Wednesday, February 13, 2008

Groups call for passage of health IT legislation

The U.S. Congress needs to pass health-care IT legislation before private companies develop multiple systems that don't talk to each other, two advocacy groups said Tuesday.
Members of the Health IT Now Coalition and the Information Technology Industry Council (ITI) urged Congress to move ahead with health IT legislation such as the Promoting Health Information Technology Act. The bill would establish a public/private group to recommend health IT standards and certification and would budget US$163 million a year for health-care providers to adopt health IT products, such as electronic health records.

Health technologies can help improve health-care quality, reduce costs and encourage changes in treatment, said former U.S. Representative Nancy Johnson, co-chairwoman of the Health IT Now Coalition.

Health IT is "going to produce radical change," Johnson said at a news conference. "It's going to radically improve the quality of health care that Americans receive."

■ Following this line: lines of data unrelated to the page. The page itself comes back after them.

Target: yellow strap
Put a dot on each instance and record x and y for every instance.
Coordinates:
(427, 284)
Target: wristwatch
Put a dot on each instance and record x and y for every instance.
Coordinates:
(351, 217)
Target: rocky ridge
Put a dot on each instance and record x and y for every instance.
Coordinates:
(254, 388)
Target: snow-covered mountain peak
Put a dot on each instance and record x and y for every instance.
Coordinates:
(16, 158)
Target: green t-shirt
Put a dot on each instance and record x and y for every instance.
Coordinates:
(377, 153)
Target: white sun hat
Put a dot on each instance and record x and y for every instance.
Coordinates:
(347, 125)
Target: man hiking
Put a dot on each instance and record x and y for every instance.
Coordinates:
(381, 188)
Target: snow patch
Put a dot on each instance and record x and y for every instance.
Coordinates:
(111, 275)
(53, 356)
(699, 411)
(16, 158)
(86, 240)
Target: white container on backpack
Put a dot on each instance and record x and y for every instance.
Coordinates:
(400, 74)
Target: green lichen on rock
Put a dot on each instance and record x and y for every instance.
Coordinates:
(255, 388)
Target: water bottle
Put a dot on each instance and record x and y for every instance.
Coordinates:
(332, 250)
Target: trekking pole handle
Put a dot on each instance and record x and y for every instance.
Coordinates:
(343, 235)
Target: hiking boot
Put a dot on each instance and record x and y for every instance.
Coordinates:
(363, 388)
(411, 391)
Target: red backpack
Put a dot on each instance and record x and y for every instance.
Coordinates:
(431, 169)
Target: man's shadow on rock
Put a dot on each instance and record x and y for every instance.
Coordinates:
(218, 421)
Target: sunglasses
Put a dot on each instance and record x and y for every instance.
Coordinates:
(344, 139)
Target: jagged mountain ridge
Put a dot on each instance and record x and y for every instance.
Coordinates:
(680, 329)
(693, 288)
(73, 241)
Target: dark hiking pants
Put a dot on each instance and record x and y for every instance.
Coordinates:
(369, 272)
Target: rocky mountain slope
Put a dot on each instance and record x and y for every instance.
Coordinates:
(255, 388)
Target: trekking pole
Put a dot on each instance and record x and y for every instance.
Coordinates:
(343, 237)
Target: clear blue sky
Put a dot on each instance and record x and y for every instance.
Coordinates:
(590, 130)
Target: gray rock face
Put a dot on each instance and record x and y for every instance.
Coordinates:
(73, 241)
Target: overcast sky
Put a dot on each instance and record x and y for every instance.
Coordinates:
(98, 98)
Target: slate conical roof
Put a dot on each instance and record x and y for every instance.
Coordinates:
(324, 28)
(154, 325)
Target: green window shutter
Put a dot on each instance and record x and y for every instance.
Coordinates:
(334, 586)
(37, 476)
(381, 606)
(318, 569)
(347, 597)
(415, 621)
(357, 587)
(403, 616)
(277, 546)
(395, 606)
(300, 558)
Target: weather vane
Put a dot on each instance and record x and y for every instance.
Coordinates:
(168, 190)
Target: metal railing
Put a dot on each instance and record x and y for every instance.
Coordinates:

With health-care costs continuing to climb, moving to an electronic system that reduces paper and medical errors is the best hope to extend health care to U.S. residents who are uninsured, she added. "It is the only way that we guarantee to Americans of every age that our health-care system will continue to deliver the state-of-the-art medicine for which it has been known worldwide," Johnson said.

The Promoting Health Information Technology Act has stalled in the House of Representatives and a similar piece of legislation, the Wired for Health Care Quality Act, has stalled in the Senate.

Some groups, including Patient Privacy Rights, have raised concerns that the legislation doesn't adequately address patient privacy issues. "The Senate Wired Act has no privacy protections or language ensuring patient control of health records," the group said on its Web site. "It must not pass unless patients have the right to keep their health records private."

Privacy and security must be major components of a health IT bill, Johnson said at the news conference. But she and Rhett Dawson, ITI's president and CEO, said Congress should pass a health IT bill before vendors develop multiple systems that don't interoperate. "The public interest is in interoperability," Johnson said.

A health IT bill would be a major accomplishment that lawmakers could show to voters before the November elections, Dawson said. "We believe the time to act is now," he added.

In addition to the news conference, a group of IT vendors, including Lexmark, NetApp and NCR, demonstrated health technologies at a congressional office building on Tuesday.

EMC's RSA division demonstrated secure Web sign-on technologies that patients and health-care providers can use. RSA's Secure Web Access for Patient and Provider Portals allows administrators to set access rights based on who's signing in, said Seth Geftic, RSA product marketing manger. For example, a doctor could have access to more patient records than a nurse or an insurance provider, he said.

In addition, RSA provides authentication technologies that can be used to recognize users when they first sign in. For example, the RSA Adaptive Authentication can use publicly available information, such as height, car loans and old addresses, to authenticate a user entering a health IT Web site for the first time, Geftic said.

"You don't even have to enter the last four digits of your Social Security number," added Shannon Kellogg, director of information security policy in EMC's office of government relations.